Since opening night, attendance at Play A has increased steadily, while Play B first rose then fell. Equations modeling the daily attendance y at each play are shown below, where x is the number of days since opening night. On what day(s) was the attendance the same at both plays and what was the attendance?
Play A: y=15x+76
Play B: y=-x^2 +36x-4
Option A) the attendance was the same on day 5. The attendance was 151 at both plays on that day.
Option B) the attendance was the same on day 16. The attendance was 316 at both plays on that day.
Option C) the attendance was the same on day 5 and 16. The attendance at both plays on that day was 151 and 316 respectively.
Option D) the attendance was never the same at both plays.
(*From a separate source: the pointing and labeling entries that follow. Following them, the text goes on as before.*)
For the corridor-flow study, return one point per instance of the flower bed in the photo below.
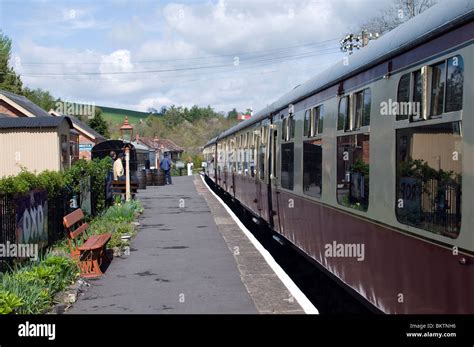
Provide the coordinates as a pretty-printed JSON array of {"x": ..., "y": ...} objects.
[{"x": 31, "y": 288}]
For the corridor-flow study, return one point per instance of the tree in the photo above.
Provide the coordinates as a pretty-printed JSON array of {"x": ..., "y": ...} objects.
[
  {"x": 232, "y": 114},
  {"x": 9, "y": 80},
  {"x": 40, "y": 97},
  {"x": 388, "y": 19},
  {"x": 99, "y": 124}
]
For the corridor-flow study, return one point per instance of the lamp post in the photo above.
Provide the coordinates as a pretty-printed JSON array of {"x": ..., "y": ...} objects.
[{"x": 127, "y": 135}]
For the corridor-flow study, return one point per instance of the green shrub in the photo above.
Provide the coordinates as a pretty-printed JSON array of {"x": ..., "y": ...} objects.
[
  {"x": 123, "y": 212},
  {"x": 35, "y": 284},
  {"x": 9, "y": 302}
]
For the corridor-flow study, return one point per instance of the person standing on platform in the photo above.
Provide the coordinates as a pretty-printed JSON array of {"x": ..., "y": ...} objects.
[
  {"x": 118, "y": 167},
  {"x": 165, "y": 165}
]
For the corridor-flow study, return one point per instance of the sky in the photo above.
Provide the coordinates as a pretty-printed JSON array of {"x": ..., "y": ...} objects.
[{"x": 141, "y": 54}]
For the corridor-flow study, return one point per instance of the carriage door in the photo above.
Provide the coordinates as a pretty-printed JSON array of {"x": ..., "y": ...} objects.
[{"x": 273, "y": 183}]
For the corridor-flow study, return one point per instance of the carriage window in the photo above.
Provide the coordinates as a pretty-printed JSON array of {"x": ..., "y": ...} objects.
[
  {"x": 403, "y": 94},
  {"x": 366, "y": 107},
  {"x": 317, "y": 120},
  {"x": 454, "y": 84},
  {"x": 287, "y": 165},
  {"x": 353, "y": 171},
  {"x": 359, "y": 109},
  {"x": 418, "y": 89},
  {"x": 261, "y": 163},
  {"x": 252, "y": 161},
  {"x": 292, "y": 126},
  {"x": 437, "y": 89},
  {"x": 307, "y": 122},
  {"x": 312, "y": 168},
  {"x": 429, "y": 164},
  {"x": 342, "y": 119},
  {"x": 284, "y": 129}
]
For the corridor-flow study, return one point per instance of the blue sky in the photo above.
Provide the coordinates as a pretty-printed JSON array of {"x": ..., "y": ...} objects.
[{"x": 140, "y": 54}]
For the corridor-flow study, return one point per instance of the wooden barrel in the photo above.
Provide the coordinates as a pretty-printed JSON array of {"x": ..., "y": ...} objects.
[
  {"x": 141, "y": 177},
  {"x": 149, "y": 177},
  {"x": 158, "y": 177}
]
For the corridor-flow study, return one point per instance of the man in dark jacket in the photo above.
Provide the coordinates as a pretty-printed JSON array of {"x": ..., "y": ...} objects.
[{"x": 165, "y": 165}]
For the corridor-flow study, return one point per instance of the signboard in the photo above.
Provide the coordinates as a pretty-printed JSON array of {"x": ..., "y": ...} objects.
[
  {"x": 31, "y": 215},
  {"x": 85, "y": 147},
  {"x": 85, "y": 189}
]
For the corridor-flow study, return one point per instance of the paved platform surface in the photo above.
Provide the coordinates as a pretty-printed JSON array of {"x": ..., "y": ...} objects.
[{"x": 180, "y": 262}]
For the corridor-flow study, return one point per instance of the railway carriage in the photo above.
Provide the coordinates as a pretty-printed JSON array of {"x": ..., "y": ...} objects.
[{"x": 376, "y": 153}]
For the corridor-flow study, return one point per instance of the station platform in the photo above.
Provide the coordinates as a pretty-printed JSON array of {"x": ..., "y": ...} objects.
[{"x": 189, "y": 257}]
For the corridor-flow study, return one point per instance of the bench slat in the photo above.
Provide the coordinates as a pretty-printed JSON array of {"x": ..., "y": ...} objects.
[
  {"x": 95, "y": 242},
  {"x": 79, "y": 231},
  {"x": 72, "y": 218}
]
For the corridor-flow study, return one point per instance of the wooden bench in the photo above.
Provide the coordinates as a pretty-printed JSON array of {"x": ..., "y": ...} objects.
[
  {"x": 119, "y": 188},
  {"x": 89, "y": 250}
]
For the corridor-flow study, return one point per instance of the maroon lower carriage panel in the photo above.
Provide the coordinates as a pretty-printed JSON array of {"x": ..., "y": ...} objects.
[{"x": 398, "y": 274}]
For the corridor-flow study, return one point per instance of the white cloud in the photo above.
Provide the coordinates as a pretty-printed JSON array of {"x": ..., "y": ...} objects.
[{"x": 186, "y": 34}]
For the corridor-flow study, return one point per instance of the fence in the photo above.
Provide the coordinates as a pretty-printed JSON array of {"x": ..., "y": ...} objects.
[{"x": 58, "y": 206}]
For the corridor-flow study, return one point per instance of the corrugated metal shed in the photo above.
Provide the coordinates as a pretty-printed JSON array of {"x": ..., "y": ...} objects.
[
  {"x": 26, "y": 104},
  {"x": 33, "y": 122}
]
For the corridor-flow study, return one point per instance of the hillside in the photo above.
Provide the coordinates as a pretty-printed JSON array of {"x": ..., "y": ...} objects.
[
  {"x": 117, "y": 115},
  {"x": 190, "y": 128}
]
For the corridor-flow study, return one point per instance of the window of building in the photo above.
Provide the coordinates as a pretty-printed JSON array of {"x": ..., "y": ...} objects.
[
  {"x": 429, "y": 175},
  {"x": 353, "y": 155},
  {"x": 287, "y": 165},
  {"x": 454, "y": 83},
  {"x": 65, "y": 152},
  {"x": 343, "y": 114},
  {"x": 312, "y": 167}
]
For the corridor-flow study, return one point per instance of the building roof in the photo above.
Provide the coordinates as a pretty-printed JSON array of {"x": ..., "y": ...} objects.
[
  {"x": 25, "y": 103},
  {"x": 157, "y": 143},
  {"x": 33, "y": 122},
  {"x": 434, "y": 21},
  {"x": 81, "y": 126}
]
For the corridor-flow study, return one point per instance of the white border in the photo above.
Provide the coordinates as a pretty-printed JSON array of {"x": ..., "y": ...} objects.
[{"x": 307, "y": 306}]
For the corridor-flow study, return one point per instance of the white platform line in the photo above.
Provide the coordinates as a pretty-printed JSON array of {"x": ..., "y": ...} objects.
[{"x": 307, "y": 306}]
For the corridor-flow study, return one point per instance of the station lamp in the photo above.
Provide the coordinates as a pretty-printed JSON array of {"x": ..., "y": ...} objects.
[{"x": 126, "y": 130}]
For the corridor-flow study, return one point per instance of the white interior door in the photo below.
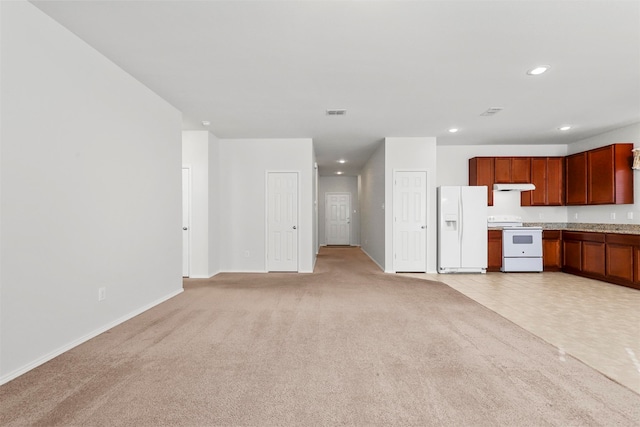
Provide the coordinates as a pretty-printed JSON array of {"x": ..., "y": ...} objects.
[
  {"x": 410, "y": 221},
  {"x": 338, "y": 218},
  {"x": 282, "y": 221},
  {"x": 186, "y": 191}
]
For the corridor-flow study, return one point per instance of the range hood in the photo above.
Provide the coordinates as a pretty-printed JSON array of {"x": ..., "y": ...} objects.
[{"x": 513, "y": 187}]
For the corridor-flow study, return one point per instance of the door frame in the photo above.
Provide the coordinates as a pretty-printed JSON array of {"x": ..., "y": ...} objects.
[
  {"x": 326, "y": 205},
  {"x": 189, "y": 216},
  {"x": 266, "y": 216},
  {"x": 426, "y": 218}
]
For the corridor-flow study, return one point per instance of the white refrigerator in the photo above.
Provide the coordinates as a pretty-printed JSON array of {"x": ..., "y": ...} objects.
[{"x": 462, "y": 229}]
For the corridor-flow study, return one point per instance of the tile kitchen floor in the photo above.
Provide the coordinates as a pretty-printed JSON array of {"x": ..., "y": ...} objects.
[{"x": 595, "y": 322}]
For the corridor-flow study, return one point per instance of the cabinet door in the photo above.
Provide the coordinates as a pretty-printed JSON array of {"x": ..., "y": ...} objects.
[
  {"x": 620, "y": 261},
  {"x": 593, "y": 257},
  {"x": 572, "y": 255},
  {"x": 494, "y": 250},
  {"x": 555, "y": 181},
  {"x": 600, "y": 176},
  {"x": 521, "y": 169},
  {"x": 537, "y": 197},
  {"x": 576, "y": 179},
  {"x": 551, "y": 250},
  {"x": 481, "y": 172},
  {"x": 503, "y": 170}
]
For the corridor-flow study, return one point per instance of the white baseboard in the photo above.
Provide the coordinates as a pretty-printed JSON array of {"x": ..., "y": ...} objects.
[
  {"x": 47, "y": 357},
  {"x": 370, "y": 257}
]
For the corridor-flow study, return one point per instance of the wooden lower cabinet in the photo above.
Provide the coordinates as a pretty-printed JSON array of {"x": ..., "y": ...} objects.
[
  {"x": 623, "y": 259},
  {"x": 551, "y": 250},
  {"x": 611, "y": 257},
  {"x": 593, "y": 258},
  {"x": 494, "y": 261}
]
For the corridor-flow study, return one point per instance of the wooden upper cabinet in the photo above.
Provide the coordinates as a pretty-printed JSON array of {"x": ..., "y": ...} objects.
[
  {"x": 601, "y": 176},
  {"x": 547, "y": 174},
  {"x": 512, "y": 170},
  {"x": 555, "y": 181},
  {"x": 609, "y": 175},
  {"x": 481, "y": 172},
  {"x": 576, "y": 179},
  {"x": 503, "y": 169},
  {"x": 521, "y": 170}
]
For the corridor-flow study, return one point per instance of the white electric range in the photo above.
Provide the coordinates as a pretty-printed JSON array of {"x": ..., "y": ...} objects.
[{"x": 521, "y": 246}]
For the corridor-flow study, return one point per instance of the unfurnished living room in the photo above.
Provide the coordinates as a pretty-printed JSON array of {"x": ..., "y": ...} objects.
[{"x": 260, "y": 213}]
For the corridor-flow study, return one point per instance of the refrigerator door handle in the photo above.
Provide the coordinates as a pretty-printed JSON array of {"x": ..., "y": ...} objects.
[{"x": 460, "y": 220}]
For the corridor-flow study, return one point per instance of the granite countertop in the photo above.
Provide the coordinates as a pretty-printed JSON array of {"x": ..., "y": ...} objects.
[{"x": 577, "y": 226}]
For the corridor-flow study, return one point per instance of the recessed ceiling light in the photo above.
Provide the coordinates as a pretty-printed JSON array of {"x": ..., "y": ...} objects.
[{"x": 538, "y": 70}]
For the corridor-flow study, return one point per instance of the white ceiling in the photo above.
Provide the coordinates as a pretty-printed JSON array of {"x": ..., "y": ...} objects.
[{"x": 269, "y": 69}]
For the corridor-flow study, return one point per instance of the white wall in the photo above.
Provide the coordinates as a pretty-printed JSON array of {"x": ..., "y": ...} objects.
[
  {"x": 372, "y": 207},
  {"x": 195, "y": 156},
  {"x": 602, "y": 214},
  {"x": 200, "y": 155},
  {"x": 90, "y": 171},
  {"x": 454, "y": 170},
  {"x": 339, "y": 184},
  {"x": 411, "y": 154},
  {"x": 214, "y": 205},
  {"x": 243, "y": 167}
]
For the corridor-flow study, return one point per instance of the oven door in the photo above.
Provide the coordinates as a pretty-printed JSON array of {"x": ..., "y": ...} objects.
[{"x": 521, "y": 242}]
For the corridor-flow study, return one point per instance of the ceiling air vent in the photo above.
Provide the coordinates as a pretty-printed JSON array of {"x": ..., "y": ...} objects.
[{"x": 492, "y": 111}]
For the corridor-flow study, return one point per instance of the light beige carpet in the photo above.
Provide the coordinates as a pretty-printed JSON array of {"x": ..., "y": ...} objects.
[{"x": 347, "y": 345}]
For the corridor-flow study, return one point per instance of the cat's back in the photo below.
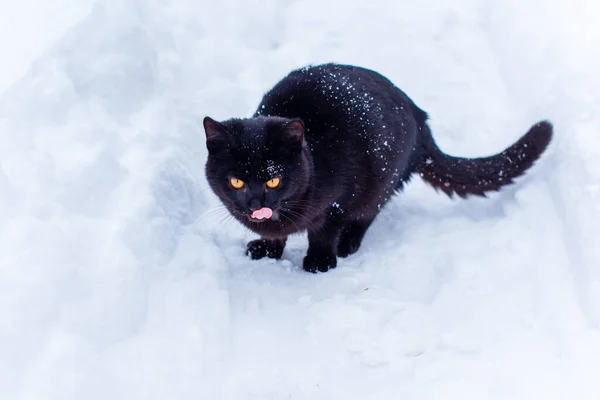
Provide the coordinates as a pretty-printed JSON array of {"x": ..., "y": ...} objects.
[{"x": 334, "y": 93}]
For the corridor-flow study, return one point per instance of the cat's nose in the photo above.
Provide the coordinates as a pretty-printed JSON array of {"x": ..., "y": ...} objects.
[{"x": 254, "y": 204}]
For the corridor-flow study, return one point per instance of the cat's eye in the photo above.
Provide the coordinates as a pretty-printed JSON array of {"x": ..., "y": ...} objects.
[
  {"x": 236, "y": 183},
  {"x": 273, "y": 183}
]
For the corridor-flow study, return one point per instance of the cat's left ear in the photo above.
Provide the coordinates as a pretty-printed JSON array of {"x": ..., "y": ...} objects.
[
  {"x": 215, "y": 133},
  {"x": 292, "y": 132}
]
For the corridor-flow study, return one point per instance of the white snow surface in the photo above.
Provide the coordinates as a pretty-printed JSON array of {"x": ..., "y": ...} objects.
[{"x": 121, "y": 278}]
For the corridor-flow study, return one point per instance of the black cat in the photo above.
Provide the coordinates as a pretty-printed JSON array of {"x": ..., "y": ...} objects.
[{"x": 326, "y": 149}]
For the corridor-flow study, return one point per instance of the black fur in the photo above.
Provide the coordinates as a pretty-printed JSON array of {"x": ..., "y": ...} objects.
[{"x": 342, "y": 139}]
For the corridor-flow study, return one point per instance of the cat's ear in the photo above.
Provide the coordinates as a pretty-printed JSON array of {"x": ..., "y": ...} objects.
[
  {"x": 215, "y": 133},
  {"x": 292, "y": 132}
]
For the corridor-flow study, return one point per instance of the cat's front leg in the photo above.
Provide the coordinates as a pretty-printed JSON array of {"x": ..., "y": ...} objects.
[
  {"x": 322, "y": 245},
  {"x": 272, "y": 248}
]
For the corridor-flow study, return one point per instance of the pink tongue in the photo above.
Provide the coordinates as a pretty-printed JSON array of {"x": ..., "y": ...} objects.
[{"x": 264, "y": 212}]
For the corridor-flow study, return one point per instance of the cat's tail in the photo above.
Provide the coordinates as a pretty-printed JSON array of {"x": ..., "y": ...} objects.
[{"x": 476, "y": 176}]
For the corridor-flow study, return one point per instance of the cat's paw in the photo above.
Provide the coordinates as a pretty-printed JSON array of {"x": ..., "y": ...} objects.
[
  {"x": 348, "y": 244},
  {"x": 262, "y": 248},
  {"x": 319, "y": 262}
]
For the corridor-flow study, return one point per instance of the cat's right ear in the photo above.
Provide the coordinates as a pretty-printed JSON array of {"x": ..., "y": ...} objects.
[{"x": 215, "y": 133}]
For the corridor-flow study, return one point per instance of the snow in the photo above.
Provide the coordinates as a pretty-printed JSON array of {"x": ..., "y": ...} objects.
[{"x": 122, "y": 277}]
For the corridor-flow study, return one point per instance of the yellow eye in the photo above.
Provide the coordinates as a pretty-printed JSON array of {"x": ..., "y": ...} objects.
[
  {"x": 236, "y": 183},
  {"x": 273, "y": 183}
]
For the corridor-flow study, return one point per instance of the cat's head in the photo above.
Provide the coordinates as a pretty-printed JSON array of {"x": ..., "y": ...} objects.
[{"x": 256, "y": 162}]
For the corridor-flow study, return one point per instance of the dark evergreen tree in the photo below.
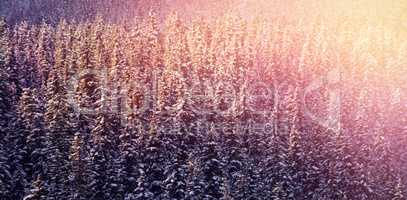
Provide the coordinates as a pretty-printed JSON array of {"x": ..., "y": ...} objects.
[
  {"x": 38, "y": 190},
  {"x": 32, "y": 115}
]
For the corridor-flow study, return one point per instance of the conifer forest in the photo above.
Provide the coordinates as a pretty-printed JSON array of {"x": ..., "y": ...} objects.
[{"x": 203, "y": 100}]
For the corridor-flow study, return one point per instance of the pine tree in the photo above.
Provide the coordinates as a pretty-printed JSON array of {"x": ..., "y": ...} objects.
[
  {"x": 38, "y": 191},
  {"x": 43, "y": 53},
  {"x": 103, "y": 167},
  {"x": 78, "y": 164},
  {"x": 32, "y": 114},
  {"x": 59, "y": 120}
]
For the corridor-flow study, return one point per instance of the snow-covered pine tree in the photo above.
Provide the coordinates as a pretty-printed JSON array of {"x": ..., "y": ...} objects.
[
  {"x": 59, "y": 121},
  {"x": 5, "y": 108},
  {"x": 176, "y": 170},
  {"x": 43, "y": 53},
  {"x": 78, "y": 166},
  {"x": 32, "y": 114},
  {"x": 104, "y": 175},
  {"x": 38, "y": 190},
  {"x": 211, "y": 175}
]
We need to find the values of x for which y is the same for both plays A and B. In other words, we need to solve the equation:
15x+76 = -x^2 +36x-4
Simplifying and rearranging:
x^2 -21x + 80 = 0
Factoring:
(x-5)(x-16) = 0
So the attendance is the same at both plays on day 5 and day 16. To find the attendance on those days, we can substitute them into either equation:
On day 5:
y = 15(5) + 76 = 151
y = -5^2 + 36(5) - 4 = 151
On day 16:
y = 15(16) + 76 = 316
y = -16^2 + 36(16) - 4 = 316
Therefore, the answer is option C) the attendance was the same on day 5 and 16. The attendance at both plays on that day was 151 and 316 respectively.